All very good points but I’m going to quote sparingly.

It’s become increasingly rare because almost no products are developed and brought to market based on any genuine superiority. It’s too risky to bring something Completely New & Different to the market even if it has the potential to revolutionize daily life. So companies take one, and usually only one, technological point and build an entire product and (yes) marketing campaign around it. So instead of a complete reinvention of the household vacuum cleaner, something that’s possible and has been needed for fifty years, we get a bagless swirl-tank design housed in an otherwise completely ordinary vacuum… accompanied by stratospheric pricing and unrelenting marketing hype.

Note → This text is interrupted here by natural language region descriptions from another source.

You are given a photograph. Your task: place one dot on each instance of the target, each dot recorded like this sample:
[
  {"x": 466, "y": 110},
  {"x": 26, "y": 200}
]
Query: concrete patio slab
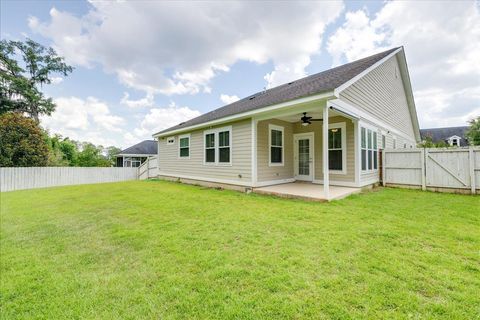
[{"x": 307, "y": 191}]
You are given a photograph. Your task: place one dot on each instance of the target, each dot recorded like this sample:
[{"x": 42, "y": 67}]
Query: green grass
[{"x": 164, "y": 250}]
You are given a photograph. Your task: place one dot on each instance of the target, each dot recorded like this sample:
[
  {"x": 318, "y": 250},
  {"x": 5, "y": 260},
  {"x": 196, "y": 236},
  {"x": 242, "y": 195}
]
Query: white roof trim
[
  {"x": 247, "y": 114},
  {"x": 136, "y": 154}
]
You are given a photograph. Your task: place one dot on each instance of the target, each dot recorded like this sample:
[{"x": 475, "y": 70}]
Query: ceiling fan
[{"x": 307, "y": 120}]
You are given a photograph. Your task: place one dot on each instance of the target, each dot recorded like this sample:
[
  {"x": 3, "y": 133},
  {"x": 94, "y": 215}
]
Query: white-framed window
[
  {"x": 184, "y": 146},
  {"x": 369, "y": 149},
  {"x": 454, "y": 141},
  {"x": 276, "y": 142},
  {"x": 133, "y": 162},
  {"x": 218, "y": 146},
  {"x": 337, "y": 148},
  {"x": 224, "y": 146}
]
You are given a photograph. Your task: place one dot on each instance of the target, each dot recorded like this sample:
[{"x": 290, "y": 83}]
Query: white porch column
[
  {"x": 254, "y": 152},
  {"x": 326, "y": 186}
]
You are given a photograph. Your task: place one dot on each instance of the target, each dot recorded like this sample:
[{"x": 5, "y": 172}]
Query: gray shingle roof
[
  {"x": 442, "y": 134},
  {"x": 317, "y": 83},
  {"x": 144, "y": 147}
]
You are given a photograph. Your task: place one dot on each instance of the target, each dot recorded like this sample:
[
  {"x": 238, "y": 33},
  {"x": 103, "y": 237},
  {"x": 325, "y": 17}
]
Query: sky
[{"x": 143, "y": 66}]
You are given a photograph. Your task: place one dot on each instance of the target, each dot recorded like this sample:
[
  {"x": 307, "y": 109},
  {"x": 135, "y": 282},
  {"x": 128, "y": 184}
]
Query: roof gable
[
  {"x": 317, "y": 83},
  {"x": 144, "y": 147}
]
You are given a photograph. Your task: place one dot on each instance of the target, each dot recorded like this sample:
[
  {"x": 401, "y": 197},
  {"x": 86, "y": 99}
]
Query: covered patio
[{"x": 307, "y": 191}]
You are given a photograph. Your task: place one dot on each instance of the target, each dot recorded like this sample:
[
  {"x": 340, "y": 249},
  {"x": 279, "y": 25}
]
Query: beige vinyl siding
[
  {"x": 381, "y": 93},
  {"x": 316, "y": 128},
  {"x": 194, "y": 167},
  {"x": 264, "y": 171}
]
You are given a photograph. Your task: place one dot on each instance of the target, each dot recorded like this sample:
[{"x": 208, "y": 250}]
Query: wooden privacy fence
[
  {"x": 41, "y": 177},
  {"x": 456, "y": 170},
  {"x": 148, "y": 169}
]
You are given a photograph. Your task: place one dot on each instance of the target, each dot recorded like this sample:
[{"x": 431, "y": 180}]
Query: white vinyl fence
[
  {"x": 148, "y": 169},
  {"x": 42, "y": 177},
  {"x": 455, "y": 169}
]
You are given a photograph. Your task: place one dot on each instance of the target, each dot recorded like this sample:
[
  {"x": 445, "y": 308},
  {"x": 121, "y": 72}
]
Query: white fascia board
[
  {"x": 407, "y": 85},
  {"x": 248, "y": 114},
  {"x": 366, "y": 117},
  {"x": 136, "y": 155},
  {"x": 347, "y": 84}
]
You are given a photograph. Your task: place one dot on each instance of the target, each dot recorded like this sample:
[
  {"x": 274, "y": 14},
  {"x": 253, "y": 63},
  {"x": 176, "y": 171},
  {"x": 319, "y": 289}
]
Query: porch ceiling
[{"x": 314, "y": 114}]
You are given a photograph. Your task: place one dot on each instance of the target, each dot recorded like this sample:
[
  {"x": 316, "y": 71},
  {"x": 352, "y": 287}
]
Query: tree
[
  {"x": 62, "y": 151},
  {"x": 427, "y": 143},
  {"x": 112, "y": 154},
  {"x": 473, "y": 133},
  {"x": 19, "y": 86},
  {"x": 22, "y": 142}
]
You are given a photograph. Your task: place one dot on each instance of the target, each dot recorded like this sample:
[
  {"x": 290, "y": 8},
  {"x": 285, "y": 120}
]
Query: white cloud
[
  {"x": 84, "y": 120},
  {"x": 150, "y": 47},
  {"x": 225, "y": 98},
  {"x": 158, "y": 119},
  {"x": 56, "y": 80},
  {"x": 442, "y": 44},
  {"x": 144, "y": 102}
]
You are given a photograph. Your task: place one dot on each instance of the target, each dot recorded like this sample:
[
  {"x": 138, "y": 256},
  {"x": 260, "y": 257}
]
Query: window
[
  {"x": 224, "y": 146},
  {"x": 364, "y": 149},
  {"x": 276, "y": 145},
  {"x": 210, "y": 148},
  {"x": 375, "y": 152},
  {"x": 218, "y": 146},
  {"x": 369, "y": 149},
  {"x": 335, "y": 149},
  {"x": 134, "y": 162},
  {"x": 184, "y": 146}
]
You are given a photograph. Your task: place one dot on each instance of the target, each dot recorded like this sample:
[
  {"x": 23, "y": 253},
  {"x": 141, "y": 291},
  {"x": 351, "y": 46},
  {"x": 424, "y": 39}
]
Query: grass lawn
[{"x": 152, "y": 249}]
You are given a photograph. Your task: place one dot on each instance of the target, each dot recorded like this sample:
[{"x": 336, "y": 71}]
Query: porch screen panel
[
  {"x": 370, "y": 151},
  {"x": 304, "y": 157},
  {"x": 364, "y": 149},
  {"x": 375, "y": 151},
  {"x": 335, "y": 151},
  {"x": 276, "y": 146}
]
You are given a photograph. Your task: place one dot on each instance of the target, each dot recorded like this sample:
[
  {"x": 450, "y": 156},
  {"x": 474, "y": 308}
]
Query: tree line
[{"x": 25, "y": 67}]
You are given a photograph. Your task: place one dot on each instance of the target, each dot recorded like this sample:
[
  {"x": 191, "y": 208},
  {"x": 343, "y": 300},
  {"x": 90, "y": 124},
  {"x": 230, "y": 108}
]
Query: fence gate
[
  {"x": 448, "y": 168},
  {"x": 455, "y": 169}
]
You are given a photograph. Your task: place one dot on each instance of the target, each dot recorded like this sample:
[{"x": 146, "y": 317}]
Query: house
[
  {"x": 135, "y": 155},
  {"x": 452, "y": 136},
  {"x": 325, "y": 129}
]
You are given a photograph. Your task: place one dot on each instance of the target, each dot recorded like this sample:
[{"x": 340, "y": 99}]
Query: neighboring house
[
  {"x": 135, "y": 155},
  {"x": 453, "y": 136},
  {"x": 326, "y": 128}
]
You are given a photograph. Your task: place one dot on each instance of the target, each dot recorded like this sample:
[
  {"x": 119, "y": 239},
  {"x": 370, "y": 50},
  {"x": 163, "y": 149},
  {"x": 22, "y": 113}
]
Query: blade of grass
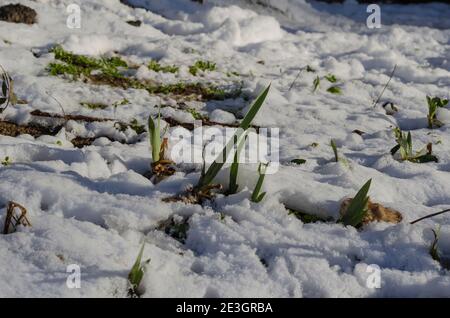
[
  {"x": 256, "y": 196},
  {"x": 333, "y": 146},
  {"x": 357, "y": 209},
  {"x": 155, "y": 136},
  {"x": 218, "y": 163}
]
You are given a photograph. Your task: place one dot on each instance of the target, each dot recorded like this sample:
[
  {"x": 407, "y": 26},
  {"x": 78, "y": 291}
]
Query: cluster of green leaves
[
  {"x": 256, "y": 195},
  {"x": 195, "y": 114},
  {"x": 136, "y": 274},
  {"x": 202, "y": 66},
  {"x": 233, "y": 186},
  {"x": 107, "y": 72},
  {"x": 358, "y": 207},
  {"x": 182, "y": 88},
  {"x": 6, "y": 161},
  {"x": 77, "y": 65},
  {"x": 404, "y": 145},
  {"x": 208, "y": 176},
  {"x": 93, "y": 106},
  {"x": 7, "y": 96},
  {"x": 136, "y": 126},
  {"x": 333, "y": 89},
  {"x": 433, "y": 104},
  {"x": 157, "y": 67},
  {"x": 154, "y": 130}
]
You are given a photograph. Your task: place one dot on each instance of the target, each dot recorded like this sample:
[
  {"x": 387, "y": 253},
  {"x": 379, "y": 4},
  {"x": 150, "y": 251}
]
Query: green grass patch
[
  {"x": 157, "y": 67},
  {"x": 94, "y": 106},
  {"x": 202, "y": 66}
]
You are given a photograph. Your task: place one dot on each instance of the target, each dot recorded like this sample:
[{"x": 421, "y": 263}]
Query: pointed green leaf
[{"x": 357, "y": 209}]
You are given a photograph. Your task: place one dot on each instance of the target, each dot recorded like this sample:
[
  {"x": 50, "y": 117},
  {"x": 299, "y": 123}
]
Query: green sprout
[
  {"x": 316, "y": 83},
  {"x": 157, "y": 67},
  {"x": 334, "y": 90},
  {"x": 298, "y": 161},
  {"x": 232, "y": 188},
  {"x": 334, "y": 147},
  {"x": 331, "y": 78},
  {"x": 358, "y": 207},
  {"x": 154, "y": 130},
  {"x": 433, "y": 104},
  {"x": 202, "y": 66},
  {"x": 136, "y": 274},
  {"x": 434, "y": 252},
  {"x": 6, "y": 161},
  {"x": 404, "y": 145},
  {"x": 256, "y": 195},
  {"x": 7, "y": 96},
  {"x": 208, "y": 176}
]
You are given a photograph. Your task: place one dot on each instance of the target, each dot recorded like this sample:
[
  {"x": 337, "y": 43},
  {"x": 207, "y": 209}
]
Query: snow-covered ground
[{"x": 93, "y": 207}]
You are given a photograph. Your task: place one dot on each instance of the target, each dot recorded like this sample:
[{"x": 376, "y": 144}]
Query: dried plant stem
[
  {"x": 12, "y": 221},
  {"x": 429, "y": 216}
]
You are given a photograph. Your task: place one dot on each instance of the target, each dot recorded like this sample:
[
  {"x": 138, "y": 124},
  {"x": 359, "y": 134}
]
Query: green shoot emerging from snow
[
  {"x": 358, "y": 207},
  {"x": 136, "y": 274},
  {"x": 404, "y": 145},
  {"x": 331, "y": 78},
  {"x": 232, "y": 188},
  {"x": 77, "y": 65},
  {"x": 154, "y": 130},
  {"x": 157, "y": 67},
  {"x": 256, "y": 196},
  {"x": 202, "y": 66},
  {"x": 298, "y": 161},
  {"x": 208, "y": 176},
  {"x": 6, "y": 161},
  {"x": 334, "y": 147},
  {"x": 433, "y": 104},
  {"x": 316, "y": 83},
  {"x": 434, "y": 252},
  {"x": 7, "y": 95},
  {"x": 334, "y": 90}
]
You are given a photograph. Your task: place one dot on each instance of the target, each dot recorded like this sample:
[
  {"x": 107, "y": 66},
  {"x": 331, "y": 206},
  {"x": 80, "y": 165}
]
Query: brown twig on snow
[{"x": 12, "y": 220}]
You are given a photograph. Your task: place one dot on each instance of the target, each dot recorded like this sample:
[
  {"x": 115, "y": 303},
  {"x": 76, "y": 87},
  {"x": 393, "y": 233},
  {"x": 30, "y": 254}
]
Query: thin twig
[
  {"x": 429, "y": 216},
  {"x": 385, "y": 86}
]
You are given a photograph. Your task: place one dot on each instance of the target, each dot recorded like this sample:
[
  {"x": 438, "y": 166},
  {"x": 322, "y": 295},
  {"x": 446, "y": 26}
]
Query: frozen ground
[{"x": 93, "y": 206}]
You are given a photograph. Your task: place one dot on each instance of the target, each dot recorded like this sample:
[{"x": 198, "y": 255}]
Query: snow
[{"x": 93, "y": 207}]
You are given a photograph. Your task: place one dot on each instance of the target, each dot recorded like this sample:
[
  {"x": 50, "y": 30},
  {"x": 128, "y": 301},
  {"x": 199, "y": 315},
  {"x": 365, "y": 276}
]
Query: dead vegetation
[{"x": 14, "y": 219}]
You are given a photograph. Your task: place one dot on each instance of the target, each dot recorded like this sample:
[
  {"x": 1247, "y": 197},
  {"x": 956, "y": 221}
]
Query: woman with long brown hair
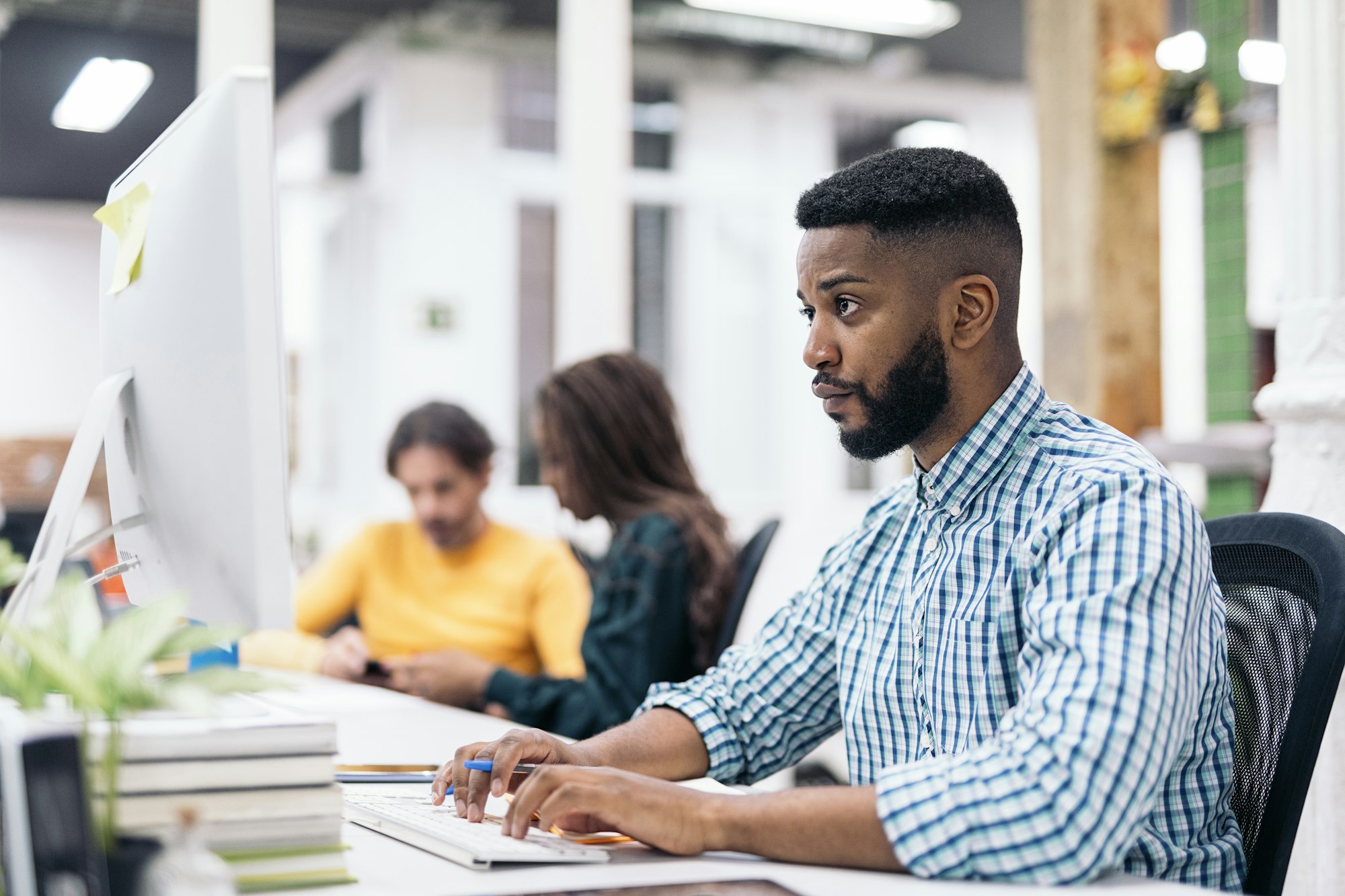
[{"x": 610, "y": 447}]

It really is “all marketing,” and has been for quite some time. No major company, especially not one that has to keep stockholders happy, is going to pursue a path that might not extract maximum potential revenue from each product, and sheer technological superiority has never been sufficient to overcome market inertia and consumer wariness of “the different.”

Exactly. If you are going to introduce a technological innovation, no matter what its advantages it CANNOT have, or seem to have, any disadvantages. It has to match ease of use and familiarity and smell just like the traditional tech before the one big leap it contains will be accepted.

One of the things that reinforces this response from the market is that too many manufacturers have brought out “completely new and different” products that were utter shit, either due to outright fakery (a new kind of plastic does not a better vacuum cleaner make) or insufficient regard for how they would be used in the real world (people won’t completely change the way they wash clothes, for example).

Both very easy to prove. So your claims should be just as easy to prove, right? Right…?

No, you are using a stereotype to dismiss an argument. That is an ad hom. Or does the Genius Bar have anything at all do with the argument?

You seem very proud of being reduced to employing stereotypes, ad homs and your determined refusal to back up your claims. I hope that is not the case. But if it is, that’s where we can end it.

The crowd that populates Apple stores and hangs out over at the Genius Bar tend to be convinced that their various i-goods represent the pinnacle engineering on earth in every respect, even when tech analyses of each new product show that it is technologically behind the curve with respect to competitors. Your responses place you in this group of thinkers. My entire point about iPhones is that they are well-proven tech presented as the absolute newest possible tech in incomprehensible, foamy marketing-babble - so if you can’t see the connection between what Apple aficionados tend to believe and my points about marketing, then I guess all that’s left is an ad hominem attack. Or a straw man. Or something.